Tuesday, November 15, 2011

Medical turmoil

November 15th... and I'm about ready to scream at the people at the clinic I'm so fed up.

So unfortunately this session is solely to vent about the ludacrisness of this medical and dental exams. I have to pay to get a pap smear and blood tests and all of these ridiculous things that are expensive and even though I have two jobs... I just can't deal with all of the medical expense, plus having to deal with bills, my car breaking down, my school life in an uproar, I'm tired of the ridiculousness just so tired. Plus I haven't even started the dental work because I know how expensive it's going to be for me, last time I checked about $2500. I'm just frustrated like crazy. There are so many things and I just don't have time to do it. I'm taking 16 credits, two jobs, my sorority, Student Government, The Ladybug Project (Internship in Ghana preparations), fund raising for Belize... and all of this is on a week to bi-weekly basis.

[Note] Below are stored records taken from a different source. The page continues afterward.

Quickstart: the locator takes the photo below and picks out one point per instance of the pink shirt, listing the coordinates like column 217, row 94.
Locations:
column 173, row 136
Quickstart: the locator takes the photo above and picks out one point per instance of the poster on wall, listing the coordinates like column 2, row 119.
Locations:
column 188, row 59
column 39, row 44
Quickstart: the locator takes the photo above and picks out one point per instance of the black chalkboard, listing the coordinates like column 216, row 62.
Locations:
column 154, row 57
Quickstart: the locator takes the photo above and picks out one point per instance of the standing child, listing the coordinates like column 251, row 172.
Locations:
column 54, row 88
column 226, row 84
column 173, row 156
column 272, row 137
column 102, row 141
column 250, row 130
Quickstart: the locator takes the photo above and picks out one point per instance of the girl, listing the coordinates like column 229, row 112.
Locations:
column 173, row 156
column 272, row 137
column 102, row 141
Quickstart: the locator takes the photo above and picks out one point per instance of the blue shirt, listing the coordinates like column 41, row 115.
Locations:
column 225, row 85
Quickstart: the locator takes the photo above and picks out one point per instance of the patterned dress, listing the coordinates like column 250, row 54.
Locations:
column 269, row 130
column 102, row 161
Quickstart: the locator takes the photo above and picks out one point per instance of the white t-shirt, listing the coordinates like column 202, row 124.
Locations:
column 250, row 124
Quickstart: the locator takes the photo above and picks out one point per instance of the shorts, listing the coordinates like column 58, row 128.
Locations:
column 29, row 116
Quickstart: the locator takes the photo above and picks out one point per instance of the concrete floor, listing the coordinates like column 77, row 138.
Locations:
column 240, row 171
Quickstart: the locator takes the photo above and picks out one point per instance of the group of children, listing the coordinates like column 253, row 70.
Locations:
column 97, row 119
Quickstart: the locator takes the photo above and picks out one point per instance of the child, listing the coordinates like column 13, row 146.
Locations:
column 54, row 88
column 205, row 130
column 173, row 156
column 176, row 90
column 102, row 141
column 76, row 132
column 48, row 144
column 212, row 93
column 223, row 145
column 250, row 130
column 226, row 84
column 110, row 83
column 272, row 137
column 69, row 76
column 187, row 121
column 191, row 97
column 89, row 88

Who has time to sit in a medical office where the people have no idea what they're talking about? Every time I say that's not what the medical paper says they HAVE to say the opposite of what I'm telling them. I am so frustrated with my medical clinic because they are just a waste of time with this. It'd be cheaper and less ridiculous if I went to a free clinic 30 minutes away because perhaps then they'd be able to this with a real doctor and have a real stamp of approval. I'm just so frustrated and so tired of people being ignorant.

I am at my wits end with trying to figure it out with everything but I'm hoping to have it submitted by December. Being patient is harder than ever. Even though by then it will have been three months, there are just so many things coming at me that it's genuinely hard to take all this time out of my day. Plus the expenses. I'm just... over it all. But I want this so bad so I'm willing to work with it and get over the ridiculousness.

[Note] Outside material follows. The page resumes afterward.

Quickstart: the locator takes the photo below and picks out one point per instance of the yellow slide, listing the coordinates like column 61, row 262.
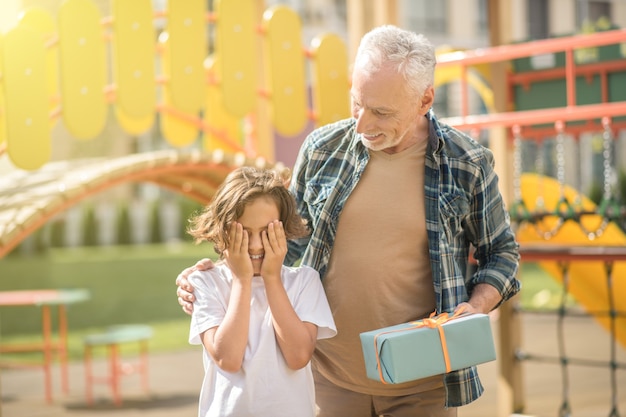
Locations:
column 587, row 279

I am really interested in seeing how the holidays work this semester because it will be just as if I was in the Peace Corps. I won't be going to be with my family for Thanksgiving or Christmas, I won't be with friends... just working. It's interesting for sure how all of this in life will work out. With so many things to pay for, so many things to attend, so many things to do, sometimes I just want to leave these responsibilities and gain some that matter for other people. All I am doing now is things for myself, to get myself into the Peace Corps, to maintain my own sanity, to get all my classes done, so I can get myself to graduation, make sure I collect all my papers for service learning that I never submitted, fix my car, find money so I can go to Belize and Ghana... I'm just so selfish with my time and my life that I'm almost missing out on everything that's here, slowly distancing myself from some so that I won't miss them as much.

I am ready to leave but scared for the responsibilities. I feel as if my responsibilities here are nothing compared to the ones that I'll have in Africa. Though I think having different types of responsibilities will keep everything in perspective.

Well... thanks for letting me vent!!